North American Network Operators Group

Date Prev | Date Next | Date Index | Thread Index | Author Index | Historical

Re: SOLVED! The cause of puzzling TCP (eg. WHOIS) connection failureswith some InterNIC.net hosts

  • From: Marc Slemko
  • Date: Fri Nov 20 17:31:55 1998

On Fri, 20 Nov 1998, Greg A. Woods wrote:

[...]

> The problem has to do with the failure of a host to fragment larger
> packets on demand (i.e. when the other host sends an ICMP "needs frag"
> notification).  This may be because the ICMP packet never gets through
> (perhaps someone who didn't understand TCP/IP and ICMP and everything
> else related implemented a filter on all "abnormal" ICMP packets); or it
> may be because the receiving host doesn't understand the ICMP "needs
> frag" request (and also doesn't implement path MTU discovery, or have I
> got that backwards?).

No, if they don't implement PMTU-D then they normally wouldn't be 
sending packets with DF set.  If DF isn't set, then normally the 
packets will be fragmented by the router so there is no problem.

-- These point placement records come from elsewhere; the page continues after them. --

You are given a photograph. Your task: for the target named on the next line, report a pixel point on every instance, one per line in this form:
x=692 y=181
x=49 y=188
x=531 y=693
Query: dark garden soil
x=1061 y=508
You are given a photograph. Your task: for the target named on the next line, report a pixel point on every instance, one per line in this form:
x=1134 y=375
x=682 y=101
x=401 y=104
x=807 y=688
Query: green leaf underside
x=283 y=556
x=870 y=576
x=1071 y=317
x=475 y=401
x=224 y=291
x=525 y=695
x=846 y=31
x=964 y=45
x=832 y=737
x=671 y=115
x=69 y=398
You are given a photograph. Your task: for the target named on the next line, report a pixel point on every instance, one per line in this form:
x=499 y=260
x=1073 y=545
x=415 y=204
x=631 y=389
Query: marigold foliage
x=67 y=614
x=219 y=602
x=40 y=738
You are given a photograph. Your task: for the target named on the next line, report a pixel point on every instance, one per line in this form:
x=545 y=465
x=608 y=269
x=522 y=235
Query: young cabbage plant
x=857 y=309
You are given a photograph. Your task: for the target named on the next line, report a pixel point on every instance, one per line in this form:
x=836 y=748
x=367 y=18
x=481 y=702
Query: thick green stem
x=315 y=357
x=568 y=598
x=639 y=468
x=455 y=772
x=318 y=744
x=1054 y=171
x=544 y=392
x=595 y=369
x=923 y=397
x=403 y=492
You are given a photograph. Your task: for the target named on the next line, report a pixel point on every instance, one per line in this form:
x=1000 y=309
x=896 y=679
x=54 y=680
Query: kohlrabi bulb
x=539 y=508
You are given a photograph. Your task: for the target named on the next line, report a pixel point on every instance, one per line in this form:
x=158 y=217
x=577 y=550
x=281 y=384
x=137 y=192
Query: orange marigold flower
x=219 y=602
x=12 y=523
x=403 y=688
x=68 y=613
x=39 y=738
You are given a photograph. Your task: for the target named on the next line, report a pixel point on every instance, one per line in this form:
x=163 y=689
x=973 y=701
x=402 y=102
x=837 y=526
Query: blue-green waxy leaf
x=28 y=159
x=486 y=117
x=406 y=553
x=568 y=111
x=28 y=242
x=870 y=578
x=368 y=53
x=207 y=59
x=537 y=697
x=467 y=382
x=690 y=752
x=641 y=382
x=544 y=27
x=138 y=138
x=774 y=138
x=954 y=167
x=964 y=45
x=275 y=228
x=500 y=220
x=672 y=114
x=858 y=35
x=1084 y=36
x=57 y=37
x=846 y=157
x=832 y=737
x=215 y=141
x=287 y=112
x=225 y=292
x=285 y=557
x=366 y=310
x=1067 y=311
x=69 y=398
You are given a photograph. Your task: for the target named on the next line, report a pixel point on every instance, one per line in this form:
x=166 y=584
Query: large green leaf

I really don't think it would be very wise for a router to try to keep
track of packets it is routing that have DF set and then ignore it
if it thinks it should.  You can implement PMTU-D blackhole discovery
on the sender, ie. if it keeps trying to send and doesn't succeed or
get any can't fragment ICMP back, then it will try backing down.

The problem in this case is probably the load balancing systems that
NSI is now using, which have known bogus behaviour when interacting
with PMTU-D.  NSI should disable PMTU-D on their servers until they
can fix this problem; fixing this problem probably involves having
the vendor for their load balancing boxes fixing their broken
software.

> Here's a sample trace collected from the PPP router upstream which shows
> the outgoing ICMP packets and the incoming TCP retransmissions,
> un-fragmented, even after the first request to fragment:

I thought you had said that there were no differences in the traffic
dumps between working and non-working connections...

As always, see http://www.worldgate.com/~marcs/mtu/ for discussion
of PMTU-D and how things break it.